Greetings and Salutations, gentle reader, a most Happy New Year to you, one and all. May 2010 be a year of renewal and growth, and prosperity. Nowhere to go but up, right?
2009 will surely be remembered as the year we were forced to defend ourselves as contributing citizens by our own government. Which made us furious (but not quite to the point of pitchforks and torches), but also forced us to take a good, hard look at our systems and infrastructure, and begin a real dialogue on the future of our industry. And the future of the companies that comprise it. It was the year that we truly came together as a tribe, albeit a tribe under siege. No change without crisis, as they say. 2010 will be a year of big decisions, no doubt about it. What’s next? Where do we go from here?
I guess the answer to this question has much to do with where you sit on the tree of the arts industry in BC. Some of us are in immediate danger. Some of us have been hit more obliquely. My work, for example, is self-produced and has never received the benefit of government funding. I’m personally more interested in establishing a small-business, entrepreneurial style of production. My work hasn’t been directly affected by the cuts at all. But the work of many of the companies that I love and rely on as part of my ecosystem have been, so that alone makes it my problem. And if that’s not enough, the cuts are nothing if not a barefaced declaration by the Liberals that the work I do and the industry that I am helping to build is meaningless. Inconsequential. A luxury.

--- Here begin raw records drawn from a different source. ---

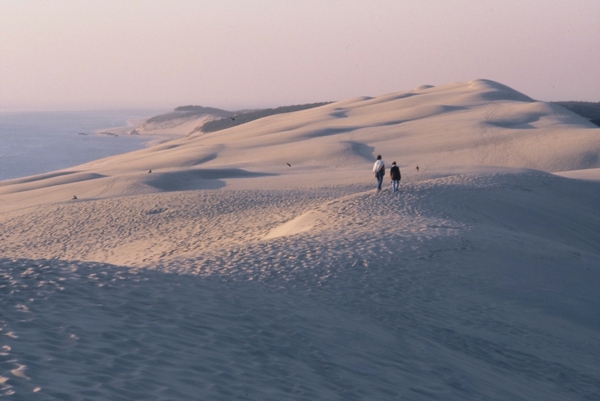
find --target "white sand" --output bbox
[0,80,600,400]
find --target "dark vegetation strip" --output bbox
[552,101,600,127]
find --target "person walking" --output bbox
[373,155,385,191]
[390,162,402,192]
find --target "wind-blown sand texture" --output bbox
[0,80,600,400]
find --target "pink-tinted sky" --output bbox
[0,0,600,110]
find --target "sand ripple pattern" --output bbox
[0,173,600,400]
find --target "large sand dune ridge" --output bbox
[0,80,600,401]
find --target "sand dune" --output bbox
[0,80,600,401]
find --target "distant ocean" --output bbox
[0,110,161,180]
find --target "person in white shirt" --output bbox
[373,155,385,191]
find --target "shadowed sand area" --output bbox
[0,80,600,400]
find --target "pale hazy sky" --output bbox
[0,0,600,110]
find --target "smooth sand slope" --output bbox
[0,80,600,400]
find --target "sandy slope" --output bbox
[0,81,600,400]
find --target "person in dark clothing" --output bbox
[390,162,402,192]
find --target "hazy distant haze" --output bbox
[0,0,600,110]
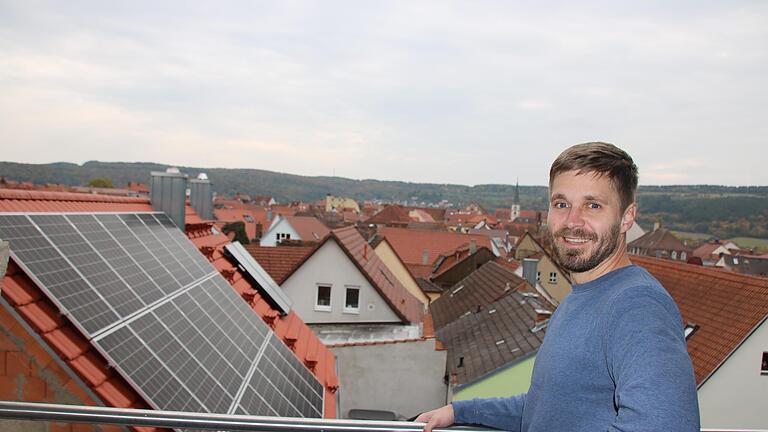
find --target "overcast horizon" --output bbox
[0,0,768,186]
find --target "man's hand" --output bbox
[416,404,454,432]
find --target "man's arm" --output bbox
[416,394,525,432]
[605,289,700,432]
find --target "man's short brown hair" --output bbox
[549,142,637,212]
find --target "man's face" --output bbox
[547,171,631,273]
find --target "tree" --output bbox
[88,177,114,189]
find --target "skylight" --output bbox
[684,323,699,340]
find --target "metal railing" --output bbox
[0,401,492,432]
[0,401,768,432]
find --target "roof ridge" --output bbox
[0,189,149,204]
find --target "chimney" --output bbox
[149,168,187,231]
[523,258,539,288]
[189,173,213,220]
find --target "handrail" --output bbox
[0,401,492,432]
[0,401,768,432]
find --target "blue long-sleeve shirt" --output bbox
[453,265,700,432]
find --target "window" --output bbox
[344,287,360,313]
[760,351,768,375]
[315,285,331,312]
[684,323,699,340]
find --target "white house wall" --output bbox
[282,240,402,324]
[259,216,301,246]
[691,321,768,429]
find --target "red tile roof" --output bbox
[630,255,768,385]
[377,227,493,268]
[213,208,270,240]
[429,261,528,330]
[284,226,424,323]
[283,216,331,241]
[245,243,315,285]
[0,190,339,418]
[437,290,546,385]
[366,204,411,225]
[627,228,691,254]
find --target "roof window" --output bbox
[684,323,699,340]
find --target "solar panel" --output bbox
[224,242,291,315]
[0,213,323,417]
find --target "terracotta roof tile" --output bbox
[377,227,493,268]
[244,243,315,285]
[283,216,331,241]
[627,228,691,251]
[437,292,545,385]
[429,261,527,331]
[331,226,424,323]
[366,204,414,225]
[630,255,768,385]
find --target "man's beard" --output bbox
[549,221,620,273]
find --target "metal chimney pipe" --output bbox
[189,173,213,220]
[149,168,187,231]
[523,258,539,287]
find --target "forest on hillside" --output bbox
[0,161,768,238]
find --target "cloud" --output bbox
[0,1,768,184]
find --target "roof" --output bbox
[283,226,424,323]
[431,245,493,280]
[378,227,493,268]
[416,277,443,294]
[366,204,411,225]
[213,207,269,240]
[627,228,690,251]
[282,216,331,241]
[629,255,768,385]
[437,292,545,386]
[429,261,527,330]
[244,243,315,285]
[0,190,339,418]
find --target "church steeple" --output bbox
[509,180,520,221]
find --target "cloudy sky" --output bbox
[0,0,768,185]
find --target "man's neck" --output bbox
[571,239,632,285]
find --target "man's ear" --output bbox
[621,203,637,233]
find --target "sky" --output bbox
[0,0,768,186]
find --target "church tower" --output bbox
[509,180,520,221]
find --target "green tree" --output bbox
[88,177,114,188]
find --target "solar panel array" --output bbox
[0,213,323,417]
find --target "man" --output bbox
[416,143,700,432]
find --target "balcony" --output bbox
[0,401,768,432]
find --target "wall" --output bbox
[515,235,571,303]
[331,339,448,418]
[453,356,536,400]
[691,320,768,429]
[0,299,117,432]
[374,241,429,304]
[281,239,402,324]
[259,216,301,246]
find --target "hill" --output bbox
[0,161,768,238]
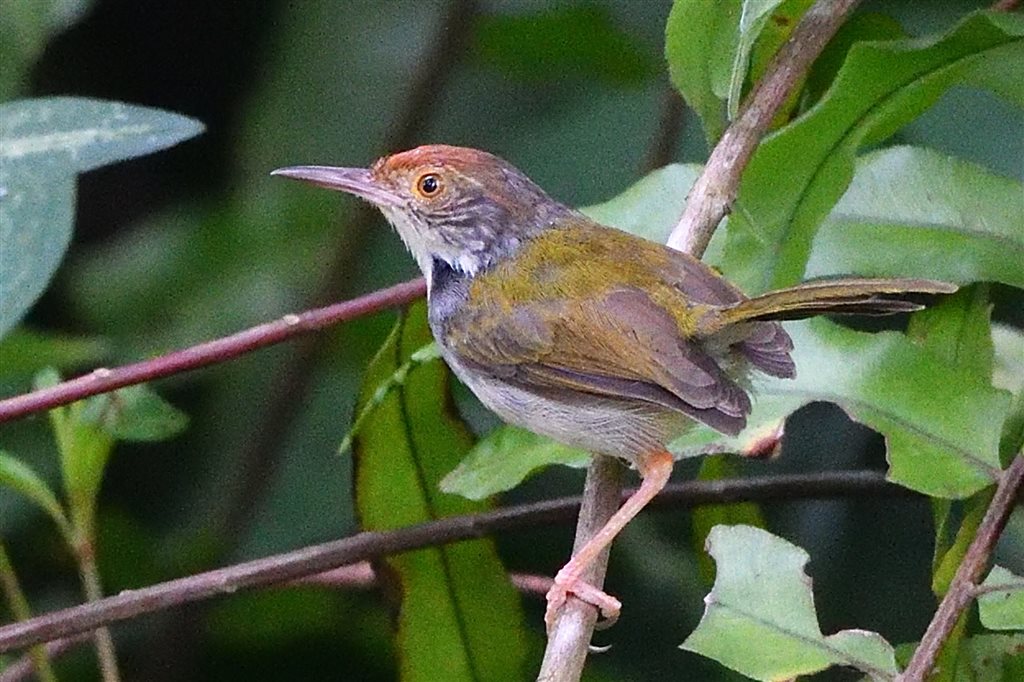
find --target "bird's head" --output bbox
[272,144,572,283]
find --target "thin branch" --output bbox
[669,0,858,258]
[290,561,555,593]
[897,451,1024,682]
[0,471,915,652]
[0,279,426,424]
[541,0,857,682]
[537,457,623,682]
[0,632,92,682]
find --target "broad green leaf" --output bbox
[440,425,591,500]
[581,164,702,244]
[473,4,656,85]
[353,303,525,681]
[35,369,114,538]
[807,146,1024,288]
[690,455,767,585]
[722,12,1024,294]
[992,325,1024,464]
[665,0,742,145]
[80,384,188,441]
[682,525,898,682]
[0,97,203,336]
[0,0,92,101]
[978,566,1024,630]
[670,319,1010,498]
[0,450,68,535]
[0,327,108,379]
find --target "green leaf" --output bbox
[682,525,898,682]
[807,146,1024,288]
[665,0,742,143]
[906,285,995,382]
[581,164,702,244]
[0,0,92,101]
[354,303,525,681]
[80,384,188,441]
[978,566,1024,630]
[0,97,203,336]
[0,327,108,379]
[338,341,441,454]
[473,4,656,85]
[690,455,767,585]
[670,319,1010,498]
[0,450,68,535]
[726,0,783,121]
[723,12,1024,294]
[440,425,591,500]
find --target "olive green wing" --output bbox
[443,286,751,433]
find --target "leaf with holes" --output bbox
[353,303,525,681]
[0,97,203,336]
[682,525,898,682]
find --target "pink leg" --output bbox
[544,451,673,631]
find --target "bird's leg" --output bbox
[544,450,673,631]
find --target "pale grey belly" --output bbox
[442,352,689,462]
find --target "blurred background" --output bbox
[0,0,1024,681]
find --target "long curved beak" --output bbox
[270,166,402,206]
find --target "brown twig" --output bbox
[0,471,914,652]
[0,279,426,424]
[537,457,623,682]
[542,0,857,682]
[669,0,858,258]
[897,451,1024,682]
[0,632,92,682]
[290,561,554,593]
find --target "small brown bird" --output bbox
[273,145,955,627]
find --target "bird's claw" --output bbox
[544,568,623,633]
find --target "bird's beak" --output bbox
[270,166,402,206]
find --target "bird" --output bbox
[271,144,956,631]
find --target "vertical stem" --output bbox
[0,541,57,682]
[537,457,623,682]
[76,541,121,682]
[897,451,1024,682]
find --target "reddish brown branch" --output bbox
[897,451,1024,682]
[0,279,426,424]
[0,471,913,652]
[669,0,858,258]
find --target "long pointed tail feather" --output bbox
[701,279,956,334]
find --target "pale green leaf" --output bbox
[665,0,742,144]
[807,146,1024,288]
[0,450,68,531]
[0,97,203,336]
[440,425,591,500]
[722,12,1024,294]
[978,566,1024,630]
[80,384,188,441]
[353,303,526,682]
[682,525,898,682]
[726,0,783,121]
[670,319,1010,498]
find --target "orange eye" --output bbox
[416,173,441,199]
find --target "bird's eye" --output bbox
[416,173,441,198]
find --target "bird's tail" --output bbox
[700,279,956,335]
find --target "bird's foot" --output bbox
[544,566,623,633]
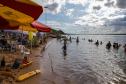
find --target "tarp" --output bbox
[0,4,34,29]
[0,0,43,20]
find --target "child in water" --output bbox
[76,37,79,43]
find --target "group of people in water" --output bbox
[58,36,126,55]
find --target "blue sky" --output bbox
[34,0,126,34]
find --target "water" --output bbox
[40,35,126,84]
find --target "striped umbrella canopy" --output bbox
[0,0,43,20]
[18,25,37,32]
[31,21,51,32]
[0,4,34,29]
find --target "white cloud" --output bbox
[66,9,74,16]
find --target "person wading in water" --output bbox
[76,37,79,43]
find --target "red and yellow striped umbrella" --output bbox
[0,0,43,20]
[0,4,34,29]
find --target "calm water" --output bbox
[40,35,126,84]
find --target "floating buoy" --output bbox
[17,69,41,81]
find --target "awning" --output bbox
[0,4,34,29]
[31,21,51,32]
[0,0,43,20]
[19,25,37,32]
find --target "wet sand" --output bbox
[0,38,51,84]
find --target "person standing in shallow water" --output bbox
[76,37,79,43]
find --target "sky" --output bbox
[34,0,126,34]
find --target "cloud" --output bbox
[66,9,74,16]
[105,0,115,7]
[117,0,126,8]
[45,3,58,11]
[93,6,101,10]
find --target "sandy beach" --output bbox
[0,38,51,84]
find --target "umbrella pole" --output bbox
[30,36,32,53]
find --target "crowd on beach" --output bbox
[60,36,126,55]
[0,31,47,84]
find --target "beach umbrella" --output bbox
[0,5,34,29]
[18,25,37,32]
[0,0,43,20]
[31,21,51,32]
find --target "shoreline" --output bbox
[0,37,53,84]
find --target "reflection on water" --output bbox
[40,35,126,84]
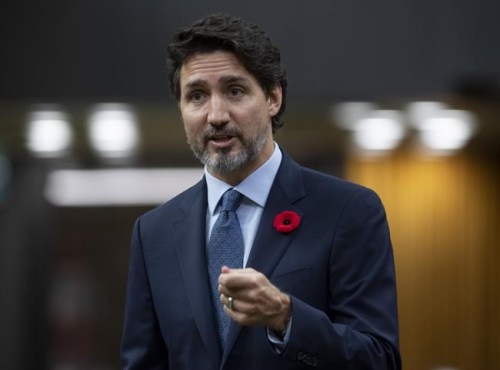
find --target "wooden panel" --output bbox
[346,152,500,370]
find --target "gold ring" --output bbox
[226,297,234,310]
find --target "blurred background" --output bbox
[0,0,500,370]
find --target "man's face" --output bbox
[179,51,281,183]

I am sick to the teeth of defending Art as ‘necessary’. I’m so over it. I’m just going to keep making it and experiencing it. But I’ll quite happily keep telling my government that they need to get over it too, at least until our arts sector is raised back to the level of respect enjoyed by the rest of the country. So that’s on the 2010 to-do list.

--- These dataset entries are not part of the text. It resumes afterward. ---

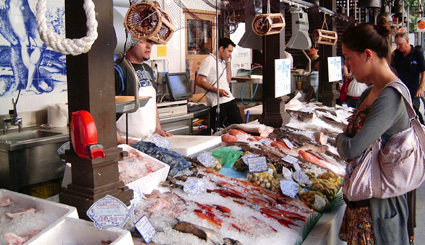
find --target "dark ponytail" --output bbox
[341,18,391,60]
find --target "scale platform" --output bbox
[115,96,151,113]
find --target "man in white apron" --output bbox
[115,37,172,145]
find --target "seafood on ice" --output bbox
[0,196,13,207]
[0,203,48,245]
[118,145,162,184]
[135,167,315,245]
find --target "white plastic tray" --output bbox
[167,135,221,156]
[28,218,134,245]
[0,189,78,244]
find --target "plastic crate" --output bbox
[0,189,78,244]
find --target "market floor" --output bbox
[415,183,425,244]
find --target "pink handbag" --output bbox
[342,81,425,201]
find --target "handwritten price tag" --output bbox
[248,156,269,173]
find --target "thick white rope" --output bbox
[36,0,97,56]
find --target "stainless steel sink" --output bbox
[0,129,69,151]
[0,128,69,191]
[0,130,62,142]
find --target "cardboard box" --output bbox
[28,218,134,245]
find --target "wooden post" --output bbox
[260,0,289,127]
[59,0,133,219]
[319,1,339,107]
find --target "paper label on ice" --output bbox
[283,138,294,149]
[242,153,258,165]
[151,134,171,149]
[86,195,134,229]
[196,152,216,168]
[248,156,269,173]
[314,194,326,210]
[282,155,298,164]
[282,167,292,180]
[134,215,156,243]
[258,138,272,146]
[292,171,311,186]
[280,180,298,198]
[292,162,301,172]
[183,177,207,195]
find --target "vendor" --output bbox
[196,38,243,131]
[115,36,172,145]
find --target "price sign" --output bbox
[247,156,269,173]
[328,57,342,82]
[274,59,291,98]
[135,215,156,243]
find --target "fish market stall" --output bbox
[4,100,351,245]
[112,100,351,244]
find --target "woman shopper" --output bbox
[337,18,409,244]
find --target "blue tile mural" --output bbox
[0,0,66,98]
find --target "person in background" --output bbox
[306,44,319,71]
[115,36,172,145]
[285,44,294,70]
[196,38,243,131]
[391,32,425,124]
[336,18,412,244]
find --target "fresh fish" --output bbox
[0,197,13,207]
[173,222,224,245]
[221,134,238,143]
[87,195,135,229]
[4,232,30,245]
[227,123,273,137]
[223,238,243,245]
[6,208,37,218]
[132,141,190,176]
[299,150,345,177]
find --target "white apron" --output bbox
[116,83,157,140]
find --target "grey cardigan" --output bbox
[337,81,410,244]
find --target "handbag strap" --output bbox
[386,81,425,147]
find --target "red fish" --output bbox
[193,209,223,227]
[207,189,244,198]
[298,150,345,177]
[214,204,231,213]
[272,141,290,150]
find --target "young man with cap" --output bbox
[196,38,243,131]
[115,37,172,145]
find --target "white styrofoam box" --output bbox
[167,135,221,156]
[118,145,170,197]
[0,189,78,242]
[28,218,134,245]
[61,162,72,188]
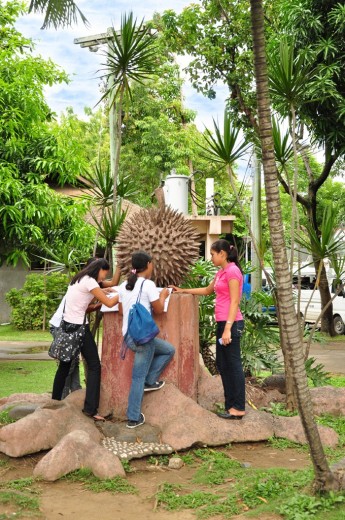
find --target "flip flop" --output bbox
[83,411,105,422]
[92,415,106,422]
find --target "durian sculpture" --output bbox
[117,197,200,287]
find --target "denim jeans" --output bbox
[216,320,245,411]
[125,334,175,421]
[52,323,101,415]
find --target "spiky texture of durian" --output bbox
[117,206,200,287]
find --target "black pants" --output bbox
[216,320,245,411]
[52,322,101,415]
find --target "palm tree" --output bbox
[269,36,334,335]
[250,0,340,491]
[101,13,157,212]
[29,0,88,29]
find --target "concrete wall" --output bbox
[0,263,30,323]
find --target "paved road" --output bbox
[0,339,345,374]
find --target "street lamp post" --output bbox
[74,27,116,200]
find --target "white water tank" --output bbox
[163,170,189,215]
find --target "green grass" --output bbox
[0,325,52,341]
[63,468,138,495]
[156,449,345,520]
[0,360,84,398]
[0,478,41,520]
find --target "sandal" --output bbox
[83,410,106,422]
[92,415,106,422]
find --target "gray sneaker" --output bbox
[126,413,145,428]
[144,381,165,392]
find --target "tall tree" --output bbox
[162,0,344,333]
[0,0,93,264]
[102,13,157,213]
[29,0,88,29]
[250,0,340,491]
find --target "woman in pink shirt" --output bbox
[172,240,245,420]
[52,258,119,421]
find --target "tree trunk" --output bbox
[314,259,335,336]
[113,86,124,215]
[250,0,337,491]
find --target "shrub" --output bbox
[5,273,69,330]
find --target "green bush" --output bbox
[5,273,69,330]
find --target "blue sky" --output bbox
[17,0,226,130]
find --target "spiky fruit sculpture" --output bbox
[117,206,200,287]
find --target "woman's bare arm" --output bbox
[90,287,119,307]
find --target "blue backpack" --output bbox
[127,280,159,345]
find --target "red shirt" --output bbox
[214,262,243,321]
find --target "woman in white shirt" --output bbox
[52,258,118,421]
[119,251,175,428]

What else does the coming year hold? For me there’s the matter of what to do with this here blog. It’s been going for a while, and it’s been received well by my city and industry, I think, and I hope it has provided a source of some discussion. Last year, 77 productions took advantage of my free Video Listing service here, which saw all of them accountably telling their potential audience why they felt we should spend our time and money on them. For that I am proud of them all, and grateful for their generosity and support. We’re getting much more savvy as businesspeople, and as marketers. I’m hoping this year will see great leaps forward in this regard, and in our dialogue as a community here on the net.
I’ve been talking about this with Mike and some others here recently, and basically getting down on my knees and begging theatre artists across Canada to engage more online. The great thing about that discussion is that it has brought back into focus how important I feel it is for us to commune together on a regular basis and share ideas and resources, debate, promote and all in all be a more informed and connected industry. (Thanks for that Mike.) To that end I am re-committing to The Next Stage and to my own blogging, I invite you to join me – here, or at your own sites this year. The theatrosphere has been incredibly vibrant of late, the conversation out here has been as healthy and progressive as it’s ever been, actually, and it’s proving a deep well of inspiration. (We’ll be taking a tour in the next post, it’s some great stuff.) It just needs more Canada. We need more of each other. Our audience needs more of us. Here’s to a kick-ass 2010 everyone, I can’t wait to hear about how you’re all doing.
Photo courtesy of Flickr user macastat
simon. one day i’m gonna buy you a beer.
“I am sick to the teeth of defending Art as ‘necessary’. I’m so over it. I’m just going to keep making it and experiencing it.”
I like to hope that as long as we keep making it well, and experiencing it honestly, that first part takes care of itself.